We were pleased that there was a bit of stylish play from Hitchin to match the sweeping moves of the hosts. Yes, they were generally intercepted, but it was nice to see, all the same. It was three-nil and I was pencilling in notes that would reflect the superiority of technique from the higher placed hosts, but that the score was a fair reflection of the game.
When Kye Tearle came on as a substitute, our secretary Roy Izzard was supplying me with ‘copy’ insofar as this youngster whose number sixteen shirt reflected his age makes him, according to Roy, the youngest player to turn out for a Hitchin first team. Roy’s word on such matters is always unchallenged, and he was earnestly cheering on the youngster who came quite close to being the youngest ever player to score for the Canaries, by definition. Alas, he did not, but Bradley Bell, another substitute, scored not once, but twice and the first of these with a back heel that might have made our absent programme secretary concede it was a bit of cheeky skill.
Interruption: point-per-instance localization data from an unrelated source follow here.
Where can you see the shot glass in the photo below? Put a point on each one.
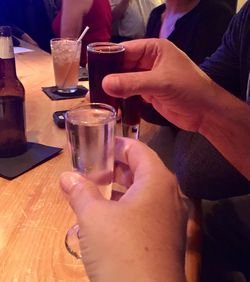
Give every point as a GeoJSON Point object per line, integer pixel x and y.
{"type": "Point", "coordinates": [103, 58]}
{"type": "Point", "coordinates": [66, 61]}
{"type": "Point", "coordinates": [91, 136]}
{"type": "Point", "coordinates": [131, 116]}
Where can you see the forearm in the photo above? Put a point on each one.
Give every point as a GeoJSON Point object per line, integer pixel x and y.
{"type": "Point", "coordinates": [226, 125]}
{"type": "Point", "coordinates": [72, 17]}
{"type": "Point", "coordinates": [119, 10]}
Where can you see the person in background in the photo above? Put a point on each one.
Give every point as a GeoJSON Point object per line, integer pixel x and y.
{"type": "Point", "coordinates": [72, 19]}
{"type": "Point", "coordinates": [143, 234]}
{"type": "Point", "coordinates": [194, 26]}
{"type": "Point", "coordinates": [17, 33]}
{"type": "Point", "coordinates": [201, 169]}
{"type": "Point", "coordinates": [129, 18]}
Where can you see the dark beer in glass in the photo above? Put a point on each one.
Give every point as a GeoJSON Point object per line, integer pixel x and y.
{"type": "Point", "coordinates": [103, 58]}
{"type": "Point", "coordinates": [12, 114]}
{"type": "Point", "coordinates": [131, 116]}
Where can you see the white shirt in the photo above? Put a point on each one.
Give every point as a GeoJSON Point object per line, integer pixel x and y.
{"type": "Point", "coordinates": [132, 23]}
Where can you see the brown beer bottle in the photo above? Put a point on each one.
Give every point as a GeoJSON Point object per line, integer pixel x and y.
{"type": "Point", "coordinates": [12, 113]}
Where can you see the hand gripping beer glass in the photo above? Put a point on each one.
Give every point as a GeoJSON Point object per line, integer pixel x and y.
{"type": "Point", "coordinates": [91, 136]}
{"type": "Point", "coordinates": [106, 58]}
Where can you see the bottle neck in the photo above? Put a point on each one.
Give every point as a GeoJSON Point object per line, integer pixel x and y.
{"type": "Point", "coordinates": [7, 59]}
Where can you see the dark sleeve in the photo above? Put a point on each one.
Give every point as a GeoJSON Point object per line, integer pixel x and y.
{"type": "Point", "coordinates": [223, 66]}
{"type": "Point", "coordinates": [200, 168]}
{"type": "Point", "coordinates": [210, 27]}
{"type": "Point", "coordinates": [203, 172]}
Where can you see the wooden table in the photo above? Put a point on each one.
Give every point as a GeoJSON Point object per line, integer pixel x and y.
{"type": "Point", "coordinates": [34, 215]}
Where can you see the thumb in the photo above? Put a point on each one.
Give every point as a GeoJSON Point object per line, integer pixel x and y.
{"type": "Point", "coordinates": [130, 84]}
{"type": "Point", "coordinates": [79, 191]}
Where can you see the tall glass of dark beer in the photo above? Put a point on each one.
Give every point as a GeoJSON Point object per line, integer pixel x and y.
{"type": "Point", "coordinates": [131, 116]}
{"type": "Point", "coordinates": [103, 58]}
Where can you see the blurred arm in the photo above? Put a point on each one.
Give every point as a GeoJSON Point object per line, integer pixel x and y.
{"type": "Point", "coordinates": [226, 125]}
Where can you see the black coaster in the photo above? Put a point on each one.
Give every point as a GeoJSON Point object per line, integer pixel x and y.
{"type": "Point", "coordinates": [52, 93]}
{"type": "Point", "coordinates": [35, 155]}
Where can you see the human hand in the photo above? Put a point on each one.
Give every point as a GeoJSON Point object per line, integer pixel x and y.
{"type": "Point", "coordinates": [141, 237]}
{"type": "Point", "coordinates": [168, 79]}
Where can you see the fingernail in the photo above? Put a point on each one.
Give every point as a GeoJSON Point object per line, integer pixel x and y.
{"type": "Point", "coordinates": [69, 181]}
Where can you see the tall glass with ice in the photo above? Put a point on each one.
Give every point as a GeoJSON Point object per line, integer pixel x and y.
{"type": "Point", "coordinates": [91, 136]}
{"type": "Point", "coordinates": [66, 60]}
{"type": "Point", "coordinates": [90, 129]}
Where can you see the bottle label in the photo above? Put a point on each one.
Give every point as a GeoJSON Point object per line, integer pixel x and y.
{"type": "Point", "coordinates": [6, 48]}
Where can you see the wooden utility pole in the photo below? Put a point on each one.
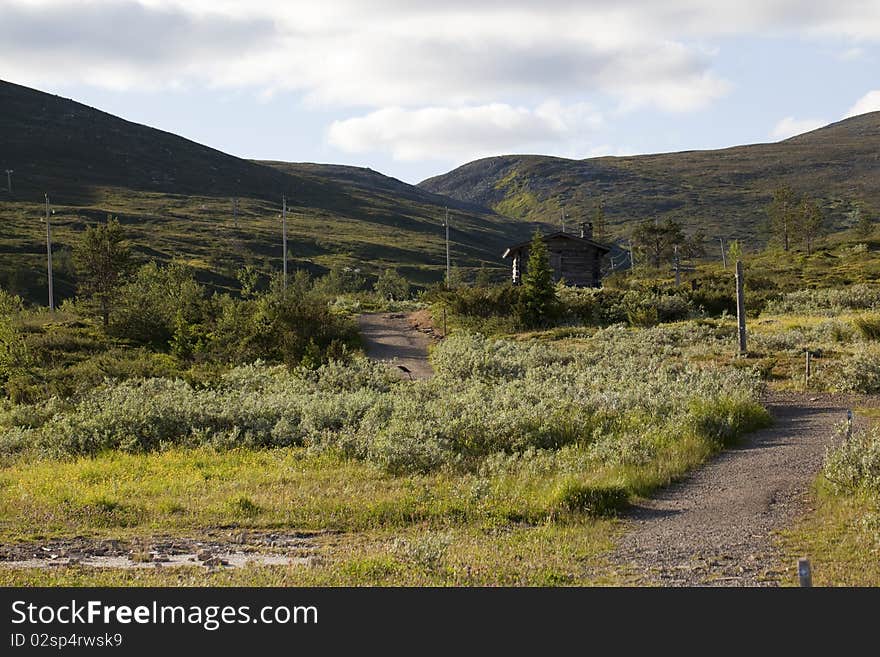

That back-heeled goal was accepted as a stylish bit of consolation, but after the second went in there was a bit of a panic in the home side and , good lord we saw four cautions for time wasting in as many minutes and was it because our illustrious opponents were getting a bit rattled. Oho, can we play you every week?
Yes, the hosts wasted a couple of efforts that they really ought to have scored from but the underdogs had a bit of bite and when Bell made it 3-2 it was the manner of the goal rather than the goal that mattered. By this I mean there was a persistence close to the by-line to keep the ball in play and insist on trying to get in a fair pass. This is what happened and it was 3-2.
It was not just a quixotic gesture, and eyebrows were raised when Ryan’s header beat Beasant but the assistant ruled it off-side. That is all part of the script one supposes. I chuckled inwardly at the thought of Hitchin getting a late penalty and when the question was asked as to who should take it, there would be players looking the other way, their hands in their imaginary pockets with a non-committal whistling.
It was too late of course. The official digital clock was understating and it ended with a win for the hosts but it had not been as easy as it might have been. I was indeed proud of the show put on by the lads in green. This was no pushover but a tight finish and there was very nearly an upset. But I am pleased that we avoided the penalty shoot-out, all the same.
For a domestic cup tie it seemed to elevate itself beyond that downbeat description, and I am glad of it.
If nothing else it was excellent preparation for the visits of high-flying Royston Town to Top Field on Saturday and then the rejuvenated Leiston on the following Monday.
HEMEL HEMPSTEAD TOWN
Sam Beasant, Jaques Kpohomouh, Tosan Popo, Luke Howell, (Tyrone Sterling), Connor Essam, captain, Aron Davies, cautioned, Jack Midson, GOAL, 39 MINUTES, (Isaac Galliford), Jake Evans,GOAL, 27 MINUTES, cautioned, Aaron Jarvis, cautioned, Rob Sinclair, (Deon Moore), Sam Ashford, GOAL, 55 MINUTES.
Substitutes not used – Mitch Dickenson and Kofi Halliday.
Charlie Horlock, Jack Green, Layne Eadie, Ryan Smith, Dan Webb, captain, Josh Bickerstaff, Lewis Barker, Max Ryan, Stephen Cawley, (Brett Donnelly), Alex Marsh, (Bradley Bell -TWO GOALS, 78 AND 82 MINUTES), Rio Da Silva, (Kye Tearle, 72).
Substitutes not used – Josh Coldicott-Stevens and Lewis Rolfe.
REFEREE: Mr Lee Grimesy, assisted by Mr tom Cartwright and Ms Joanne Horwood.